Kubernetes monitoring eases migration, security at scale
Whether in making their first move to Kubernetes or staying ahead of security threats in a massive container infrastructure, a novel take on monitoring has helped some IT pros at large companies manage the shift to cloud-native microservices.
Enterprises have a plethora of Kubernetes monitoring tools to choose from, such as application performance monitoring and AIOps. But IT pros at video hosting company JW Player and online retail service provider Shopify chose Kubernetes monitoring tools that use extended Berkeley Packet Filter (eBPF), an embedded Linux kernel utility.
The successor to BPF (a decades-old mechanism that creates a mini-VM inside the Linux kernel to perform network routing functions), eBPF has grown popular in the last four years alongside Kubernetes. Tools that use eBPF can tap into every system call between containers and hosts without changes to the Linux kernel, and provide detailed data on performance and security operations in lieu of custom instrumentation.
Products from Sysdig and its open source project Falco added support for eBPF in 2019, and can observe system and network calls with minimal interference to running infrastructure, users say.
“[Falco is] great for security because it gives us such detailed visibility, but it doesn’t hog a lot of system resources or introduce a lot of lag when processing those calls,” said Shane Lawrence, senior infrastructure engineer in cloud security at Shopify, in an online interview at KubeCon EU Virtual last month. “It can be set up as read-only, so we don’t need to worry about it interfering with any of the system calls it’s monitoring, and the rest of the application runs in user space, reducing its attack surface.”

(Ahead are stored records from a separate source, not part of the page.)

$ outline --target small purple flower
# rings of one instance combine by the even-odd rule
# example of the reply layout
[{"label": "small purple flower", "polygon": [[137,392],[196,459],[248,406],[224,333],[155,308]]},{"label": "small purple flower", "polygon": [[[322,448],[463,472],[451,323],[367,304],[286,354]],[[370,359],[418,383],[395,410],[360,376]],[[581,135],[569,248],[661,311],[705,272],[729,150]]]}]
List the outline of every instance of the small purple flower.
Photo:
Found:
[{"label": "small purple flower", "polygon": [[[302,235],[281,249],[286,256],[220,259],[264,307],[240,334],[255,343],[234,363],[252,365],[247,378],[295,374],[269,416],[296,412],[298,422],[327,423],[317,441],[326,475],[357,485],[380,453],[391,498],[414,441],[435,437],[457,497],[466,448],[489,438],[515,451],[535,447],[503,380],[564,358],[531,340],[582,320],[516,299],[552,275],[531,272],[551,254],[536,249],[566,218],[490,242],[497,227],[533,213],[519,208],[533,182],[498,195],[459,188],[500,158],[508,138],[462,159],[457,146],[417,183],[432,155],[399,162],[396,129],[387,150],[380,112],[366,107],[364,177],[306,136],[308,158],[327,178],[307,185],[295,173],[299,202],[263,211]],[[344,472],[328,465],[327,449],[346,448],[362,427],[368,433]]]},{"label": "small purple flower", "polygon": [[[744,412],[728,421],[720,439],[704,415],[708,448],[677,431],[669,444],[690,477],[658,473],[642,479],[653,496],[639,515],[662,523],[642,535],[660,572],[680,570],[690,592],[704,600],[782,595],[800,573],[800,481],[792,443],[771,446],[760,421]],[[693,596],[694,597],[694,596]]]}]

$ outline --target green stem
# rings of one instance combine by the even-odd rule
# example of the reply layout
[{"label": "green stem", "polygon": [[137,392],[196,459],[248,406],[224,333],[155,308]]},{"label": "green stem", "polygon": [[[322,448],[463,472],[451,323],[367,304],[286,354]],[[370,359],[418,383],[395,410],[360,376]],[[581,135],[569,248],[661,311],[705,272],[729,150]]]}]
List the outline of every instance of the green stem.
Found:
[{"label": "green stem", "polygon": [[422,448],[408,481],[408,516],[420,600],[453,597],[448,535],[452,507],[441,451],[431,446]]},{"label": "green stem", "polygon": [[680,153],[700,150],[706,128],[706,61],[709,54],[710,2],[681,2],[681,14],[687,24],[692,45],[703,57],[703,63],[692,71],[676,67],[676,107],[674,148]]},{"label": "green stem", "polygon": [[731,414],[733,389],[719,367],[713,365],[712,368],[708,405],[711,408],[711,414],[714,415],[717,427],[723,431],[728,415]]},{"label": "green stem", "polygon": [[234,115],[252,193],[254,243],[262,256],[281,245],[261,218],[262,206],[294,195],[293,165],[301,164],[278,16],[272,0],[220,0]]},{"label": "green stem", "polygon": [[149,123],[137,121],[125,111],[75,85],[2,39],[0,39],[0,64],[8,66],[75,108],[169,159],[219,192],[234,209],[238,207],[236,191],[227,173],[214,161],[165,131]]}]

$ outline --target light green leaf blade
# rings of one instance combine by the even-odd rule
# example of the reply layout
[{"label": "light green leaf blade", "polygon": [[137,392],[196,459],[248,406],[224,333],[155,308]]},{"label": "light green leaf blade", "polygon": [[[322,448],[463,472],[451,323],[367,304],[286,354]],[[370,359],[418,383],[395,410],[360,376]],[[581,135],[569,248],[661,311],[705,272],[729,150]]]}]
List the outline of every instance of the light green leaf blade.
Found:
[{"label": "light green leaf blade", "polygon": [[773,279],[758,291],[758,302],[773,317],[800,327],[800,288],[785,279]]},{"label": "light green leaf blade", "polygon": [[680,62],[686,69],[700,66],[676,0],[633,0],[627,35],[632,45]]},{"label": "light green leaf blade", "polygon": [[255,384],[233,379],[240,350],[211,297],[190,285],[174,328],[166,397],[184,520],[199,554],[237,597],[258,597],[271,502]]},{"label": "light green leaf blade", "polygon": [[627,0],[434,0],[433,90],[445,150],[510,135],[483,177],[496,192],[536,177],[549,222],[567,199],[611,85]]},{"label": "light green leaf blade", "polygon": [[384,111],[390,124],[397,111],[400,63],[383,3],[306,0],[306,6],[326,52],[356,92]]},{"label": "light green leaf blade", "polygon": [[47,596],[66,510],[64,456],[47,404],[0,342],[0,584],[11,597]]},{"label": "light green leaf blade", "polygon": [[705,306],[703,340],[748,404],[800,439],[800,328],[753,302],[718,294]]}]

Kubernetes monitoring ensures performance amid migration
At JW Player, Kubernetes monitoring with Sysdig’s eBPF instrumentation proved crucial to migrating a large set of monolithic apps to Kubernetes microservices with minimal performance disruption.
The company hosts and distributes video content for tens of thousands of online media entities and serves videos to 1 billion unique devices worldwide every month. Its petabyte-scale infrastructure comprised hundreds of AWS EC2 instances in early 2019, when teams began to break down those apps into microservices to run in a 100-node Kubernetes environment.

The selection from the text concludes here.